On est largement moins éblouis par les graphismes proposés, bien que la direction artistique au style pictural soit originale. C’est vite brouillon, avec quelques bugs et des temps de chargement étonnamment longs. De ce fait, les premières heures de jeu sont difficiles à appréhender, mais la qualité d’écriture du scénario rattrape ces points noirs et finit par happer le joueur.
C’est d’ailleurs là tout le charme des jeux à fins multiples. Nous sommes tenus en haleine jusqu’au bout. On se retrouve face à ce déchirement à l’idée de ne pas pouvoir tout faire, qui nous pousse à toujours vouloir aller plus loin, et voir si « et si… ». Il nous est même difficile de voir plusieurs points d’intérêt sur la carte et ne pas pouvoir aller partout. Durant ces quelques jours passés avec Gerda, on s’émeut, on s’énerve, on est frustré et on pense comme elle. Et surtout, on en tire une leçon : il faudra faire des sacrifices.
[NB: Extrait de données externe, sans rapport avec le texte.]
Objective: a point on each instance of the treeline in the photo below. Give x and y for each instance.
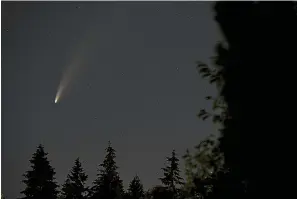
(40, 180)
(253, 75)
Gerda: A Flame in Winter est une hymne à l’empathie et au courage. Le parcours initiatique dans lequel nous accompagnons cette jeune femme est prenant, et pousse parfois jusqu’au dilemme. Difficile de sauver ses proches sans faire de dégâts autour de soi… Heureusement, une fois le scénario terminé, vous avez la possibilité de rejouer le chapitre souhaité et de changer le cours de l’histoire. Une fonctionnalité vitale, pour un jeu à la durée de vie limitée (moins de dix heures) qui pousse le joueur à garder la manette en main un peu plus longtemps et apporte une profondeur supplémentaire au scénario.
DontNod a fait le bon choix en proposant cette odyssée à travers l’histoire. Gerda contribue en un sens au devoir de mémoire, mais aussi à tous ces jeux qui font remuer bien plus le cœur que les doigts.